Agradezco, honrado, la invitación de mi amigo, laborioso cooperativista, Arnold Encomendero Dávalos para hacer el prólogo de su libro, el cual será un importante instrumento en el desarrollo del Movimiento Cooperativo Peruano y Latinoamericano.
Durante los cuatro años que duró mi mandato en la Presidencia de La Alianza Cooperativa Internacional, tuve la oportunidad de recorrer cerca de 80 país y en ellos dejé un mensaje común, el que ya no somos la tercera vía del desarrollo económico, fluyendo entre dos márgenes: el socialismo de un lado y el capitalismo del otro. Con la caída del MURO DE Berlín en el inicio de los años 90, estos dos márgenes se desmoronaron y el cooperativismo se vio ante una crisis de identidad: ¿Cómo hablar de una tercera vía, si las dos otras ya no existen? El hecho es que, en este nuevo orden mundial, el fenómeno de la globalización y el neoliberalismo se expandieron, estimulados por las felicidades y conquistas tecnológicas de los medios de comunicación. Durante cinco años, se realizó una pesquisa a nivel mundial, coordinada por la Alianza Cooperativa Internacional, acerca del nuevo papel de las Cooperativas y su inserción en la economía. El resultado fue presentado ante el Congreso Centenario de la ACI, realizado en Manchester, Inglaterra en 1995, en el cual se aprobaron los valores y los nuevos principios cooperativistas, congruentes con los cambios profundos vividos en nuestro planeta.
Analizando históricamente estos nuevos sucesos, puede constatar una serie de semejanza con hechos ocurridos a mediados del Siglo XVIII. EN AQUELLA EPOCA, LA Revolución Industrial había generado desempleo y miseria, llevando a millones de personas a la desesperación y angustia.
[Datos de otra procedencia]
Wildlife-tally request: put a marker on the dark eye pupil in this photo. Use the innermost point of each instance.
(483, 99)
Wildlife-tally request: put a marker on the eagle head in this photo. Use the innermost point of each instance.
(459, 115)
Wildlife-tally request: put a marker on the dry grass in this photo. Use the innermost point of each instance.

Fue en este ambiente sombrío y de desaliento que surgieron las primeras cooperativas, como una luz de esperanza para iluminar el futuro de la humanidad.
En este inicio de un nuevo siglo, con la globalización y la liberalización de la economía, caracterizadas por la desaparición de las fronteras y la consecuente universalidad de la competencia, las empresas de cada país, así como las cooperativas, se vieron, de repente, compitiendo lado a lado con las grandes corporaciones internacionales en la búsqueda frenética de la ganancia, de la disminución de costos y de la eficiencia para poder sobrevivir. El resultado de esta verdadera guerra por mercados ha sido el desempleo, la exclusión social, el crecimiento de la actividad informal y el aumentado de la pobreza. Y, una vez más, las Cooperativas surgen como la gran esperanza para atenuar estos desequilibrios sociales, hecho que estoy denominado la Segunda Ola del Cooperativismo Mundial.